Saturday, March 19, 2005

Invasion Talk Heating Up

Ever since Andrew Sullivan scaled back his blogging, I've been looking for candidates to fill the aching void in my life.(I suspected this day would come. Afraid of commitment, Andy?) It's amazing how quickly you can visit a new site, size it up (nice little caboose there!), and know within a minute or two if you'll be dating steady. Lately, the boys I just can't stop thinking about are The Dignified Rant and Nobody's Business.

It's been said that you haven't really lived a full life unless you've: been in love; been poor; and experienced war. Well, I am currently in my longest sustained adult relationship (uh, yes, a female); the no money thing I've got down cold; and now, there's this promising news from Dignified Rant:

Ready. Set. Go?
The Chinese will invade Taiwan.

The only question is when China will go. I think it will be on the eve of the 2008 Peking summer Olympics. China will have the security issue to cover mobilization and movement of military units. And everybody will assume China is using the attention as a coming out party to highlight their advances and their place in the sun.

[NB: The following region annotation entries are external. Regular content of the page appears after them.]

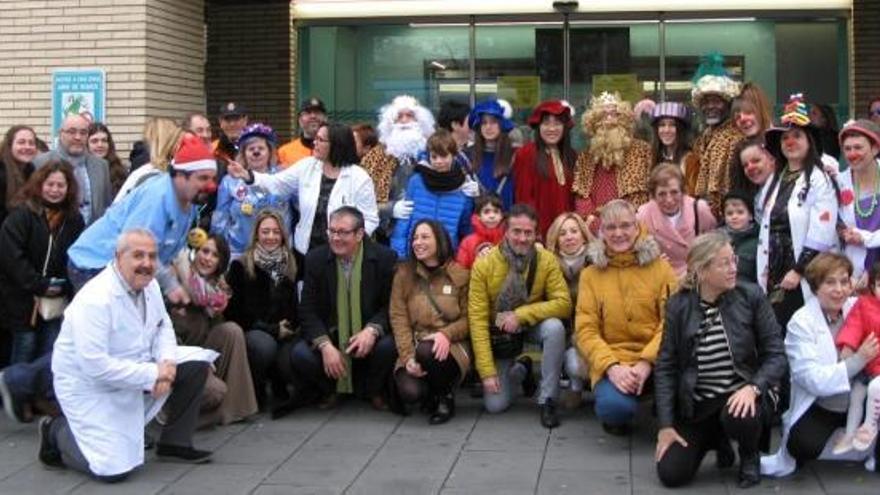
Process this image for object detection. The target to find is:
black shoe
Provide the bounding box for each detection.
[738,449,761,488]
[0,371,26,423]
[541,399,559,429]
[715,437,736,469]
[428,394,455,425]
[156,443,211,464]
[516,356,538,397]
[37,416,64,469]
[602,423,632,437]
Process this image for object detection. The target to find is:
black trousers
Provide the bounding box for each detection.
[394,340,461,404]
[289,335,397,399]
[657,395,764,487]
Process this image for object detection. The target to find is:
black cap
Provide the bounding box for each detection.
[220,101,247,119]
[299,97,327,113]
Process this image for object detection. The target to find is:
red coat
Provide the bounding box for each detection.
[455,214,504,270]
[834,294,880,377]
[513,142,574,237]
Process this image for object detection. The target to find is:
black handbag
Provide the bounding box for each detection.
[489,253,538,359]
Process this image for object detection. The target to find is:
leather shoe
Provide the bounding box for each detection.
[156,443,211,464]
[428,394,455,425]
[738,449,761,488]
[37,416,64,469]
[541,399,559,429]
[516,356,538,397]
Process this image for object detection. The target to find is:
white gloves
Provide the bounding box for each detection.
[461,177,480,198]
[391,199,413,220]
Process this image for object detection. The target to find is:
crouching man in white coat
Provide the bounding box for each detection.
[39,229,211,482]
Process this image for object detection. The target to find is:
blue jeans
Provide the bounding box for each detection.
[594,378,639,425]
[9,318,61,364]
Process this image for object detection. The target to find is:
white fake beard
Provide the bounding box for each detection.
[385,122,428,160]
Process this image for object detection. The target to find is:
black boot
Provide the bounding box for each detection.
[428,393,455,425]
[739,448,761,488]
[541,398,559,429]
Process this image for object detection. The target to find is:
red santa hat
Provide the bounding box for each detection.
[171,133,217,172]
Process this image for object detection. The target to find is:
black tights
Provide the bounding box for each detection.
[394,340,461,404]
[657,396,763,487]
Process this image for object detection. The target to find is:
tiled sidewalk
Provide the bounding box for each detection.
[0,394,880,495]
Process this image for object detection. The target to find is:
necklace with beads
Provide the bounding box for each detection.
[853,167,880,218]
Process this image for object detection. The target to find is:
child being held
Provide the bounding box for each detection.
[833,262,880,454]
[719,190,758,284]
[455,194,504,270]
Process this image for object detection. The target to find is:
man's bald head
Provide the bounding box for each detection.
[59,115,89,156]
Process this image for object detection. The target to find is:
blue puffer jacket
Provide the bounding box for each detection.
[391,172,474,260]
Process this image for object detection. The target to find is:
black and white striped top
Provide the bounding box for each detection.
[694,301,743,401]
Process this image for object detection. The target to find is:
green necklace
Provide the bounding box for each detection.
[853,166,880,218]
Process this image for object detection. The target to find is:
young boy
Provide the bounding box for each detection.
[455,194,504,270]
[721,190,758,283]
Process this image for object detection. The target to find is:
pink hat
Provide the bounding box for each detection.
[171,133,217,172]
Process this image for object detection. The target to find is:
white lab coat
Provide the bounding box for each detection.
[837,162,880,280]
[254,156,379,254]
[755,168,838,301]
[761,297,874,476]
[52,264,177,476]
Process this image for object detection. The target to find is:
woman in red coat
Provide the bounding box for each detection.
[513,100,577,236]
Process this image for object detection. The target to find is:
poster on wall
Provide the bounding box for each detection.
[52,68,107,138]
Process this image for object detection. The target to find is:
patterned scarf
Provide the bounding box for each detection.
[336,243,364,394]
[495,239,538,313]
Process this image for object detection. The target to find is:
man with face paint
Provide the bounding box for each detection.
[278,98,327,169]
[690,53,744,218]
[67,133,217,304]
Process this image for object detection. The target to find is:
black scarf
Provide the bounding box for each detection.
[415,165,465,192]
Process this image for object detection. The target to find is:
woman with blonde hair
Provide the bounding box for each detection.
[654,232,786,488]
[547,212,595,408]
[113,117,184,204]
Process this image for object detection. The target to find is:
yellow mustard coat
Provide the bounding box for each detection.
[468,246,571,379]
[574,231,676,385]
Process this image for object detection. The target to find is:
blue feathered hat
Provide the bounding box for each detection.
[468,100,514,132]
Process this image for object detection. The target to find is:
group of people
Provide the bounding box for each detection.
[0,52,880,487]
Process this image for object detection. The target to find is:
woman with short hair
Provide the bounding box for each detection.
[654,232,786,488]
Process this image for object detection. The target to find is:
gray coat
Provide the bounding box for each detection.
[34,148,113,224]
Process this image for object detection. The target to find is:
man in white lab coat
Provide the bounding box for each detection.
[39,229,211,482]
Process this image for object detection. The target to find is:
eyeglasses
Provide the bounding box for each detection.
[327,229,360,237]
[602,222,636,232]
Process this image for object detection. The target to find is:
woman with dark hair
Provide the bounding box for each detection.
[755,95,838,327]
[0,125,38,223]
[224,211,299,405]
[228,123,379,256]
[651,101,700,193]
[351,123,379,160]
[211,123,292,259]
[87,122,128,196]
[654,232,786,488]
[0,160,85,364]
[513,100,577,238]
[389,219,471,425]
[467,100,514,211]
[168,234,257,426]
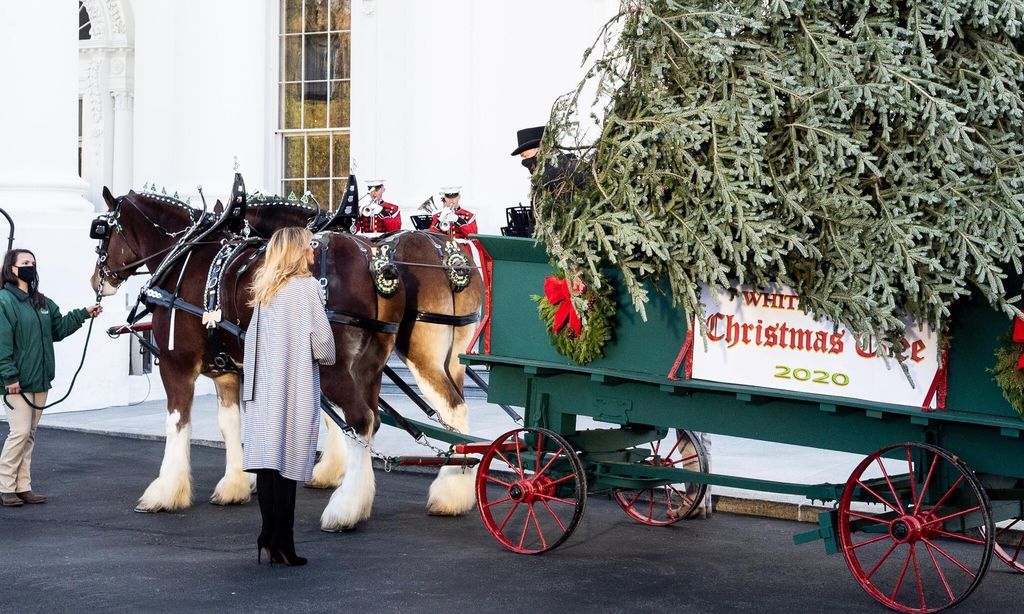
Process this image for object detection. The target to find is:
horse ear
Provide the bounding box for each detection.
[103,185,118,211]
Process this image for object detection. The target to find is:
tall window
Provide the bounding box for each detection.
[281,0,352,209]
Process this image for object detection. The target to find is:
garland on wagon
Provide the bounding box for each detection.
[532,0,1024,358]
[530,271,615,364]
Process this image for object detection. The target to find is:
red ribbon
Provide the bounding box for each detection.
[1014,317,1024,370]
[544,276,586,337]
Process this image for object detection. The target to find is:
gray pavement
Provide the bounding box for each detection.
[0,429,1024,614]
[34,394,862,511]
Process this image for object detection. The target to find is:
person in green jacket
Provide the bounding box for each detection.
[0,250,102,508]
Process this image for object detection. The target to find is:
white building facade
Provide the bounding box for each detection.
[0,0,618,411]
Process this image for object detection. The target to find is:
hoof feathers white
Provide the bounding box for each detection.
[427,467,476,516]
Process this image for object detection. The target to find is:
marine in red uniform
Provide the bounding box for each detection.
[352,179,401,234]
[430,186,476,238]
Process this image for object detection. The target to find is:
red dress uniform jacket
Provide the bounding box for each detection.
[354,202,401,232]
[429,207,476,238]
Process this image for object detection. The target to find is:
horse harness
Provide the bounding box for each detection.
[370,230,480,326]
[96,194,479,374]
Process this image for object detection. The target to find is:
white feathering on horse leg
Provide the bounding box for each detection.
[321,437,377,532]
[135,409,191,512]
[306,414,348,488]
[210,399,252,506]
[427,467,476,516]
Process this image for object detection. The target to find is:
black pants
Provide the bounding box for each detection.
[256,469,296,558]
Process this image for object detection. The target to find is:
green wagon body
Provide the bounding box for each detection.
[463,236,1024,612]
[467,236,1024,485]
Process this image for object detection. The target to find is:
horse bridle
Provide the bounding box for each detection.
[89,196,199,288]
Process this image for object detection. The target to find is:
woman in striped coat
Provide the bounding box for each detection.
[242,227,335,565]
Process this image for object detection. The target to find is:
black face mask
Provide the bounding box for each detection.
[17,266,36,286]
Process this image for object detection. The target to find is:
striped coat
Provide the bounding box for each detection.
[242,277,335,482]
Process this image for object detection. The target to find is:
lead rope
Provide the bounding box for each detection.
[3,292,103,410]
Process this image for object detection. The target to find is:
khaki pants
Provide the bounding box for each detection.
[0,392,46,492]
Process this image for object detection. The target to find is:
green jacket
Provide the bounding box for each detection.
[0,283,88,393]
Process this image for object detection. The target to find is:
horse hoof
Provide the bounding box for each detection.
[302,480,340,490]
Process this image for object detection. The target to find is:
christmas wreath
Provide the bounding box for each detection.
[992,318,1024,418]
[531,271,615,364]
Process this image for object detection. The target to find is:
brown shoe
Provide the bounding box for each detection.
[14,490,46,503]
[0,492,25,508]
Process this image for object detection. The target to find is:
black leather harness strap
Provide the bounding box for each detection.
[144,288,398,341]
[327,309,398,335]
[415,311,480,326]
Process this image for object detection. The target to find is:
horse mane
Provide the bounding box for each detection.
[126,188,203,221]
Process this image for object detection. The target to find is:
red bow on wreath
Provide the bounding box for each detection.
[1014,317,1024,370]
[544,276,587,337]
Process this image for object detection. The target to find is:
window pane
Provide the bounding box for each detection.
[331,0,352,30]
[281,83,302,128]
[331,81,351,128]
[285,134,305,179]
[306,0,327,32]
[281,0,302,34]
[306,179,331,209]
[304,34,328,81]
[302,92,328,129]
[330,32,352,79]
[306,134,331,179]
[281,179,306,199]
[281,36,302,81]
[331,132,350,174]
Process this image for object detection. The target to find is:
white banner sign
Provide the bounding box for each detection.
[691,286,939,407]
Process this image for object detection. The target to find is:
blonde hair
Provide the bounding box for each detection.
[249,226,313,307]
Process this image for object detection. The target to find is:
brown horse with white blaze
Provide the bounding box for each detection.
[91,188,406,527]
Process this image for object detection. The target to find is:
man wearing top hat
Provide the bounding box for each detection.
[430,185,476,238]
[352,179,401,234]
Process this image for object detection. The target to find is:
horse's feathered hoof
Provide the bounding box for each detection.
[427,467,476,516]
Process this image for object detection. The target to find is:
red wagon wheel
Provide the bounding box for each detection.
[476,427,587,555]
[839,443,993,612]
[979,518,1024,573]
[615,429,708,527]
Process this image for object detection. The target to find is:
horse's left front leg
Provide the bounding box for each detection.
[406,322,476,516]
[210,374,253,506]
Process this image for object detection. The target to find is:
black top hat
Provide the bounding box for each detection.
[512,126,544,156]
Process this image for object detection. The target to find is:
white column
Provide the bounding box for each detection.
[111,90,134,194]
[0,0,92,215]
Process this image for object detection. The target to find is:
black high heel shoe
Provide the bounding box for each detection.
[270,550,309,567]
[256,534,273,565]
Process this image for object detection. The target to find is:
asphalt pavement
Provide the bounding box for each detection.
[0,425,1024,614]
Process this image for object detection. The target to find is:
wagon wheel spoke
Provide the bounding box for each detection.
[906,446,939,510]
[484,475,512,488]
[925,536,956,603]
[857,480,898,511]
[903,446,924,515]
[476,427,587,555]
[852,535,892,549]
[498,501,519,531]
[932,529,985,545]
[867,541,899,580]
[874,456,910,515]
[889,549,913,601]
[848,512,892,525]
[837,443,995,612]
[922,539,978,578]
[910,544,928,610]
[924,506,981,526]
[614,429,707,526]
[541,500,565,531]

I think swallowing China under the nose of US and Japanese protection will be even better to demonstrate their power. Why else go on a crash building program for naval units?

RobertKagan refutes the commonplace that the Chinese leaders are subtle and deft beyond our comprehension, bringing to bear their thousands of years of unbroken culture. In fact, from imperial times to today(that is to say, today's Chinese imperial times) the singular drawback of the Chinese leadership has been their very limited knowledge of, and experience of, the world outside of China:

"What's striking about this bellicose 'legislation' is not only the content but the timing. It comes on the heels of an election in Taiwan in which pro-independence forces are widely assumed to have suffered a bit of a setback and when President Chen Shui-bian seems set on improving the climate of cross-strait relations. He recently declared publicly that he would 'not declare independence', would not seek an amendment to the constitution to change Taiwan's status, and would not 'promote a referendum to change the status quo in regards to the issues of independence or unification.' Perhaps Beijing thinks it is wise to follow this softening of the Taiwan position with a renewed round of threats and intimidation, though if history is any guide, such interference will produce the opposite effect in Taiwan."

Meanwhile, Thomas The New York Times>Opinion> Friedman approaches the issue from a different angle, one suggested by recent remarks made by Warren Buffet on the dangers of America's borrowing binge:

"The excessive tax cuts for the rich, combined with a total lack of discipline on spending by the Bush team and its Republican led Congress, have helped China become the second largest holder of U.S. debt, with a little under $200 billion worth. No, I don't think China will start dumping its T-bills on a whim. But don't tell me that as China buys up more and more of our debt - and that is the only way we can finance the tax holiday the Bush team wants to make permanent - it won't limit our room to maneuver with Beijing, should it take aggressive steps toward Taiwan."

Now, I have no patience with the reflexive Bush-haters. I have no problem with Bolton at the U.N. or Wolfowitz at the World Bank. But I absolutely do not trust the Bushies on this kind of thing, and, yes, I think they are making class war domestically in the context of singularly dangerous times internationally. I keep thinking of the comment from Don Cheney related by ousted Treasury Secretary O'Neill, to the effect that it was not necessary to worry about deficits, since Reagan got away with playing fast and loose. "I used to listen to the people who say don't drink and drive, but then my buddy got wasted and drove home without getting in a crash. So now I don't worry about it." I find myself thinking wistfully that if the constitution did not prohibit it, I'd be ecstatic about a return of Bill Clinton. Well, maybe Hillary. I'm serious. She's looking more and more like a serious person every day. Bill as Secretary of State?